There was a nice feature story in the Washington Post metro section on neighborhood listservs — Offering Both the Nice and the Nasty, E-Mail Lists Surge in Usage. The reporter cited Pew studies which have found that more than half of all Internet users are subscribed to one or more lists, up from just about a third in 2001. The reporter also noted that listservs were displacing traditional communications vehicles such as the home owner association newsletter and the community center bulletin board.
These findings didn’t surprise us here at Beaconfire, we play close attention to how nonprofit professionals use listservs. What did catch our eye was the size of some of the neighborhood lists. More than 2,000 subscribed to the Chevy Chase listserv, more than 5,000 subscribed to the Cleveland Park listserv. Those are big numbers!
OK, these are affluent neighborhoods in the nation’s capital — but you can bet that similar lists have popped up all across the country.

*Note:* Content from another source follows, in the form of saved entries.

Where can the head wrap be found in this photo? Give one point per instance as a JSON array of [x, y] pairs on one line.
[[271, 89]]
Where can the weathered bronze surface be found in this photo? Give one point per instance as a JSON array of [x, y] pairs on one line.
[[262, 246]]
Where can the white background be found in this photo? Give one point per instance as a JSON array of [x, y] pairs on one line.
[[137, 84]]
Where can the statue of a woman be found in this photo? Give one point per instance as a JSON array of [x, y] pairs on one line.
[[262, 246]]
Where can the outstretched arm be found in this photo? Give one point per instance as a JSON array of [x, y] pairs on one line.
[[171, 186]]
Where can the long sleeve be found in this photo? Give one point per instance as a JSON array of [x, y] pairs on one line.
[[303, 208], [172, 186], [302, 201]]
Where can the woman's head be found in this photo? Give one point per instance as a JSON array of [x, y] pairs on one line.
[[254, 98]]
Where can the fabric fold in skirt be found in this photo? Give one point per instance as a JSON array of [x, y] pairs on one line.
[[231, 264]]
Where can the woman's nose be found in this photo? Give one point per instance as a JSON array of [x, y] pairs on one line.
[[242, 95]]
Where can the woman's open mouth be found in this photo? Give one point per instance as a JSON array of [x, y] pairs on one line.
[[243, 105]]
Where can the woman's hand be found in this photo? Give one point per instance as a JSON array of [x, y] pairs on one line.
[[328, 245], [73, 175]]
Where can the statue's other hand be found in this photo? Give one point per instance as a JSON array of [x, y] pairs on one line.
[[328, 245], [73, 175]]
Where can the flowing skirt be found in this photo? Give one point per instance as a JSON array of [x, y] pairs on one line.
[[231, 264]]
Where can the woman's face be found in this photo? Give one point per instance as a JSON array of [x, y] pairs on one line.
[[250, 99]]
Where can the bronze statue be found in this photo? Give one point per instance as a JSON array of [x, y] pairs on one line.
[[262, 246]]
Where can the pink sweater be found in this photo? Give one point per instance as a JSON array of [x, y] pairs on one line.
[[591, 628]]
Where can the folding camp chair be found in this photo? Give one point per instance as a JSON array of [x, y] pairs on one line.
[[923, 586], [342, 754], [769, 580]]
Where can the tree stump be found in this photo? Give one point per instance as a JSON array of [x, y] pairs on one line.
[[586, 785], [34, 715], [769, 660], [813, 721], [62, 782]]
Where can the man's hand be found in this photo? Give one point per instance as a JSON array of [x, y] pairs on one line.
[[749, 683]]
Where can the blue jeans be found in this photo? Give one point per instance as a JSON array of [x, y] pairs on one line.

The thing about listservs is that they attract the outspoken and engaged residents of the neighborhood. For any nonprofit sufficiently local to legitimately participate in the lists, they offer rich opportunities to engage the community in the organization’s work, dispel rumors, and promote events and services. They also offer an opportunity for an overzealous staffer to make a pest out of themselves or inadvertanly brand a good cause as an unwelcome spammer in the eyes of the community.